German pension fund Bayerische Versorgungskammer (BVK) has increased its exposure to the core London development market through a new loan originated by Deutsche Asset Management.
The £55 million (€60 million) facility is understood to have been provided though the €750 million real estate debt mandate awarded by BVK to Deutsche AM last November as part of a new separate account strategy which sees the pension fund invest in real estate through equity and debt.
The loan will finance the redevelopment of 22 Hanover Square, in London’s Mayfair district, into a five-star boutique hotel, plus luxury apartments and ground-floor retail, to be delivered by developer Clivedale.
Deutsche AM declined to provide further details of the financing, although Real Estate Capital understands the loan has a relatively short term. Deutsche AM’s entire European real estate debt business held €1.25 billion in assets under management as of July, when including loans written on behalf of BVK.
Prior to awarding the mandate to Deutsche AM, BVK had invested in one-off debt deals with several lending partners in the UK and US markets. The capital is structured as a fund and invests in stretched senior loans and subordinated loans in Europe and the US. Focused on large, high-quality assets, the fund’s blended target returns are in excess of 4 percent.
The prime Mayfair site is expected to benefit from the nearby construction of an underground station at Bond Street for London’s Crossrail network. Other recent deals written by Deutsche AM for the mandate include a May loan, alongside pbb Deutsche Pfandbriefbank, to provide £69 million to refinance a mixed-use block on London’s Savile Row for property investor Aerium. Deutsche AM provided a £25 million mezzanine facility on behalf of BVK.
BVK, which is Germany’s largest public pension fund, has significantly increased its exposure to real estate in the last year.
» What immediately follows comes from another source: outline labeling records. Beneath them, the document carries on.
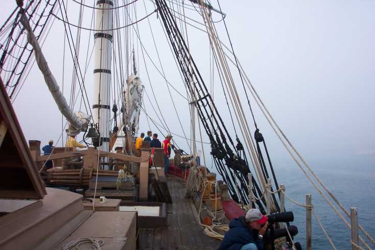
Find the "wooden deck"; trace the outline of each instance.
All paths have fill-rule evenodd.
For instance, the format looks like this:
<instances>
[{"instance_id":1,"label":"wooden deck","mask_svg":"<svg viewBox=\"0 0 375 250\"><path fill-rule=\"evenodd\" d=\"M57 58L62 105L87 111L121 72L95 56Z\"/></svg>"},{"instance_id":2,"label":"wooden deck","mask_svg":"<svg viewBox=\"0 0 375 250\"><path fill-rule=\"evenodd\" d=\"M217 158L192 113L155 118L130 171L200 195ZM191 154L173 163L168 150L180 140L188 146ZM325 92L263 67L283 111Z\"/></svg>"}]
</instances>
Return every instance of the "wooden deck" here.
<instances>
[{"instance_id":1,"label":"wooden deck","mask_svg":"<svg viewBox=\"0 0 375 250\"><path fill-rule=\"evenodd\" d=\"M167 181L173 202L173 213L168 213L168 228L141 229L139 248L145 249L216 249L221 241L206 235L197 221L193 201L185 198L182 180Z\"/></svg>"}]
</instances>

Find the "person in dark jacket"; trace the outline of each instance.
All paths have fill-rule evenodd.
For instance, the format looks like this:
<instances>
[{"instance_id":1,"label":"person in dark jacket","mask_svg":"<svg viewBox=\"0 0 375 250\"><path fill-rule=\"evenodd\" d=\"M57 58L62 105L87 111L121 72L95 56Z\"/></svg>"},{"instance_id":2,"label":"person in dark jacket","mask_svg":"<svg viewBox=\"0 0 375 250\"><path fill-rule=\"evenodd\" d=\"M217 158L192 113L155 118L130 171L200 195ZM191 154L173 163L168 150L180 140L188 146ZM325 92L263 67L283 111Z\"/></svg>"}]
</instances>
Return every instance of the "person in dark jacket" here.
<instances>
[{"instance_id":1,"label":"person in dark jacket","mask_svg":"<svg viewBox=\"0 0 375 250\"><path fill-rule=\"evenodd\" d=\"M154 134L151 142L150 143L150 147L161 147L161 142L157 139L157 134Z\"/></svg>"},{"instance_id":2,"label":"person in dark jacket","mask_svg":"<svg viewBox=\"0 0 375 250\"><path fill-rule=\"evenodd\" d=\"M143 141L151 141L152 135L152 132L151 131L147 131L147 136L145 137L145 139L143 139Z\"/></svg>"},{"instance_id":3,"label":"person in dark jacket","mask_svg":"<svg viewBox=\"0 0 375 250\"><path fill-rule=\"evenodd\" d=\"M46 145L42 148L43 155L45 156L49 156L51 155L52 153L54 147L55 147L53 146L53 141L52 140L50 140L50 141L48 142L48 145ZM51 160L47 161L45 162L45 168L48 169L53 166L53 163Z\"/></svg>"},{"instance_id":4,"label":"person in dark jacket","mask_svg":"<svg viewBox=\"0 0 375 250\"><path fill-rule=\"evenodd\" d=\"M263 250L268 220L259 209L249 209L245 217L230 221L218 250Z\"/></svg>"}]
</instances>

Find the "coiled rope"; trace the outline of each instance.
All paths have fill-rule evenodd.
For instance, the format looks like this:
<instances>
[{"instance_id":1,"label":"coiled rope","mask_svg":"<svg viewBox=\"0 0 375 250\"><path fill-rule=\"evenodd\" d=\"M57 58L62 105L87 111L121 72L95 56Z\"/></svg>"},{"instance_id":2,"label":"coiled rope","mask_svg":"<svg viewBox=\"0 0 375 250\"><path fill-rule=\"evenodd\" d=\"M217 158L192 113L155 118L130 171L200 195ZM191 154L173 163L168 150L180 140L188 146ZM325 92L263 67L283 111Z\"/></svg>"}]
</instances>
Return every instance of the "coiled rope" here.
<instances>
[{"instance_id":1,"label":"coiled rope","mask_svg":"<svg viewBox=\"0 0 375 250\"><path fill-rule=\"evenodd\" d=\"M71 241L62 247L62 250L71 250L73 249L79 249L79 246L83 244L91 243L92 247L90 249L92 250L101 250L102 246L105 243L104 241L95 238L79 238L76 240Z\"/></svg>"}]
</instances>

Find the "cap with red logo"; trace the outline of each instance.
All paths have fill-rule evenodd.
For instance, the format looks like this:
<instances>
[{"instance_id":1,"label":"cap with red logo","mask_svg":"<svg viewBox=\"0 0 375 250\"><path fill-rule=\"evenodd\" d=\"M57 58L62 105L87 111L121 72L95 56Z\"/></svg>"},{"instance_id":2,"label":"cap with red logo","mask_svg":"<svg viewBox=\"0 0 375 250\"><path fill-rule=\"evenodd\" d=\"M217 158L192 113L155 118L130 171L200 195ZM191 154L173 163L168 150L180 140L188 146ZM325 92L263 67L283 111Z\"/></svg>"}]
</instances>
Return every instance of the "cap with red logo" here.
<instances>
[{"instance_id":1,"label":"cap with red logo","mask_svg":"<svg viewBox=\"0 0 375 250\"><path fill-rule=\"evenodd\" d=\"M246 221L255 221L260 224L264 224L268 220L268 217L262 214L259 209L252 208L249 209L245 216Z\"/></svg>"}]
</instances>

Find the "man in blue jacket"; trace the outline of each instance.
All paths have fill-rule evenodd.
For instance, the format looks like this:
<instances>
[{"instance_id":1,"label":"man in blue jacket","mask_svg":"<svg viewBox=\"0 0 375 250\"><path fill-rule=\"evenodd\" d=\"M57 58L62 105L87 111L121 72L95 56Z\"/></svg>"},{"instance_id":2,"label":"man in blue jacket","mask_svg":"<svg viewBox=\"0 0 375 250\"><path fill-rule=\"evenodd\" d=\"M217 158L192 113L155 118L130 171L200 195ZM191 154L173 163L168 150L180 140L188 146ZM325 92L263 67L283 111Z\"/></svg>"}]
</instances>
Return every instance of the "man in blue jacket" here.
<instances>
[{"instance_id":1,"label":"man in blue jacket","mask_svg":"<svg viewBox=\"0 0 375 250\"><path fill-rule=\"evenodd\" d=\"M263 250L268 220L259 209L249 209L245 217L230 221L218 250Z\"/></svg>"}]
</instances>

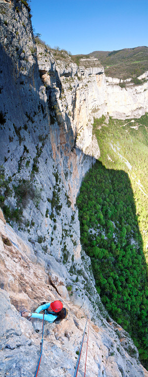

In December 2016, Hines, acting for BVK, bought the Liffey Valley shopping mall near Dublin in a deal reported to value the asset at €630 million.
In July, Real Estate Capital’s sister title, PERE, reported that the €69 billion pension fund had awarded a €250 million separate account mandate to Universal-Investment, the Frankfurt-based investment manager, and GPEP, the Frankfurt-based asset manager, to invest in the retail sector. The separate account, BVK-Deutschland I-Immobilienfonds, is expected to be used to invest in supermarkets and retail centres throughout Germany, across the full range of risk strategies.
In October 2016, the pension fund awarded Universal-Investment a €3.6 billion mandate to invest in European and Asian residential and office assets. Earlier in 2016, it inked three further large mandates worth a combined €2.1 billion. In July, the firm handed Patrizia Immobilien, the Augsburg, Germany-based real estate investment manager, a €400 million cheque to create a pan-European residential property portfolio. Weeks earlier, the German pension fund had struck a deal with Finnish private equity fund CapMan to invest €400 million in Nordic residential markets.
In January 2016, BVK teamed up with the European arm of Houston-based fund manager Hines in launching a €1.3 billion separate account programme to invest in European high-street retail. In March this year, Hines made its eighth and ninth acquisitions on behalf of the BVK mandate. So far assets have been acquired in Denmark, Spain, Ireland, France and the UK.